The situation escalated on November 18, when riot police reportedly attacked people who were waiting outside the court for those who had been arrested the day before.
“They started hitting everybody with no reason with their batons,” said witness Manos Fragioudakis, a reporter for News 24/7. “I saw some policemen at the back asking each other, ‘Why is this happening?’
“This is very strange. I spoke to some other journalists who’ve been working in the field longer than me and no one had seen something like this outside a courthouse. They are so lucky nobody was very injured because some of the police were just hitting people without looking who they were hitting.”
Fragioudakis believes police-led violence has escalated since New Democracy came to power in July.
Al Jazeera contacted Hellenic Police and the Ministry for Citizen Protection about the recent allegations and was directed to a press release announcing a new commission investigating police violence in response to the events outside the courthouse.
The officials did not respond to the allegations of specific attacks or answer whether police would be trained on how to treat journalists.
Lia Gogou, Greece researcher for Amnesty International, told Al Jazeera: “The reported incidents of excessive use of force and ill-treatment against students and individuals and journalists in the area of Exarchia last month are a disconcerting addition to the long line of individual cases involving human rights abuses by police in Greece.
“Amnesty International has been documenting such incidents for many years and, as in previous cases, has called the Greek authorities to conduct prompt, thorough, effective and impartial investigations and to bring perpetrators to justice. Failure to do so will perpetuate the vicious circle of impunity.”
On December 6 – the eleventh anniversary of the death of 15-year-old Alexandros Grigoropolous, who was shot and killed by police in Athens – a crowd of about 4,000 protesters marched through the city.
The protest once again finished in Exarchia. Ten people were arrested and about 13 shops and five ATMs in the city were reportedly vandalised.
There have since been further reports of police-led violence against demonstrators in Exarchia.
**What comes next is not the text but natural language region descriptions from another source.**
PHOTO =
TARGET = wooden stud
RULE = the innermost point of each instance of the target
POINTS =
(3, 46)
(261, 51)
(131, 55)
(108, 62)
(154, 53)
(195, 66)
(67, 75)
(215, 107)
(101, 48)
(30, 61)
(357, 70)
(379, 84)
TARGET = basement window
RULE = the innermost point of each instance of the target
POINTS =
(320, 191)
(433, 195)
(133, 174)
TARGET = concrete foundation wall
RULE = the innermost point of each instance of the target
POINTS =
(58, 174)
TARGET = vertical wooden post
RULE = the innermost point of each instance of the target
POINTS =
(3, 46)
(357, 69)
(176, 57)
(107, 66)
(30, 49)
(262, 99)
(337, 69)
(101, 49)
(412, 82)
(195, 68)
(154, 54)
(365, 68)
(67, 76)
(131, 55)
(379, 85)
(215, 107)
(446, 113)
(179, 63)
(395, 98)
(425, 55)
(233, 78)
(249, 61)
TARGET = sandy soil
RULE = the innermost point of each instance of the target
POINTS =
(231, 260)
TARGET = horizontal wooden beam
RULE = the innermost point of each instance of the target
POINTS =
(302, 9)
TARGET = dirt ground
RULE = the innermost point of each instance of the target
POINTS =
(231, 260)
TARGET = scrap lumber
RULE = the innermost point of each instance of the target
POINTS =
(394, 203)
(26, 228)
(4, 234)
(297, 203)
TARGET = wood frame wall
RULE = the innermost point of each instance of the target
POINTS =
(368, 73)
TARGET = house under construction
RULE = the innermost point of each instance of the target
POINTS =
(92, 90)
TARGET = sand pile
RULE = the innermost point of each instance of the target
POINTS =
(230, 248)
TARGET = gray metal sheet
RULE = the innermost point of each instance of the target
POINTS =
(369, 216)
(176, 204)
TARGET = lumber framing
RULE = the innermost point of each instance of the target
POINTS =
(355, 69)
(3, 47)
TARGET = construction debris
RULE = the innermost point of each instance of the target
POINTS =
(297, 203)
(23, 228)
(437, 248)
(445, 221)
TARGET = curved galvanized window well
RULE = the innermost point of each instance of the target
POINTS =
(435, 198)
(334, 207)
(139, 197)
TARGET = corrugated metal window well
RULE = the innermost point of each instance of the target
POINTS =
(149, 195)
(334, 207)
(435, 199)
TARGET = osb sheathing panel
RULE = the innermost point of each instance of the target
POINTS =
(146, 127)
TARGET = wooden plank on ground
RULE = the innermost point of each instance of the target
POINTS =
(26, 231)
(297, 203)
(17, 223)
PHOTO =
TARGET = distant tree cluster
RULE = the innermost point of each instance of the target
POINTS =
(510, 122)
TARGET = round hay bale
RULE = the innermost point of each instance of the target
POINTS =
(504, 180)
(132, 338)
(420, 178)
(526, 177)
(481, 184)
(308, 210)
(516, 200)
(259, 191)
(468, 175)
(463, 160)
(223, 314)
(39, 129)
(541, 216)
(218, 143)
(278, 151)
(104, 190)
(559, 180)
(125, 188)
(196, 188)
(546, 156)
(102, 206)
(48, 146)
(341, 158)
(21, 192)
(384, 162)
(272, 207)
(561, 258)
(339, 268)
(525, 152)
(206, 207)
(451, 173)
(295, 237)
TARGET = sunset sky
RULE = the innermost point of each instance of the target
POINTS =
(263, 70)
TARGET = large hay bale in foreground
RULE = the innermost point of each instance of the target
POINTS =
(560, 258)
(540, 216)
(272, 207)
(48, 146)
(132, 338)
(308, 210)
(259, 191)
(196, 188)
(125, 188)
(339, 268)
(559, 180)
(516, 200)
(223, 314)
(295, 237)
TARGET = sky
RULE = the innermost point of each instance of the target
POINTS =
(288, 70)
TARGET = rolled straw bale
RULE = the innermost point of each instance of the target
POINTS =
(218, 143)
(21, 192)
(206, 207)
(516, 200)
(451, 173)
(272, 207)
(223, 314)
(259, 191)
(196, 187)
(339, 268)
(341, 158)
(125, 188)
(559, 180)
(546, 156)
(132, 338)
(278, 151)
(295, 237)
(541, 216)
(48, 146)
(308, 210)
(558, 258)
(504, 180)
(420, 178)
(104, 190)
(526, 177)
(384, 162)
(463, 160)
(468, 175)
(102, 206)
The Hellenic Police have said they intend to investigate these claims and asked witnesses to submit relevant material to the Greek Ombudsman.
According to the Greek Code of Police Ethics, police should use “non-violent” means while enforcing the law. The use of force is permitted only when absolutely necessary “to the extent envisaged and required for law enforcement”.
On December 8, in response to a statement from the left-wing Syriza party which condemned police-led violence, the Ministry for Citizen Protection said that amid the threat of “turmoil”, police are safeguarding the city and protecting property from damage.
Michalis Chrysochoidis, the department’s minister, defended the police on his Facebook account, saying they were “enforcing” the law and protecting human rights during the protests on November 17 and December 6. Chrysochoidis referred to alleged that police attacks were “isolated” incidents.
Marios Aravantinos, the journalist who said he was attacked on November 17, said: “We want the police to investigate criminality. What we are asking is that the police do not attack people who have done nothing wrong and even if they had, they need to be arrested and face the proper legal process.”
Reporters Without Borders has issued a statement expressing concern at Aravantinos’s treatment and urged Greek authorities to train police to respect journalists.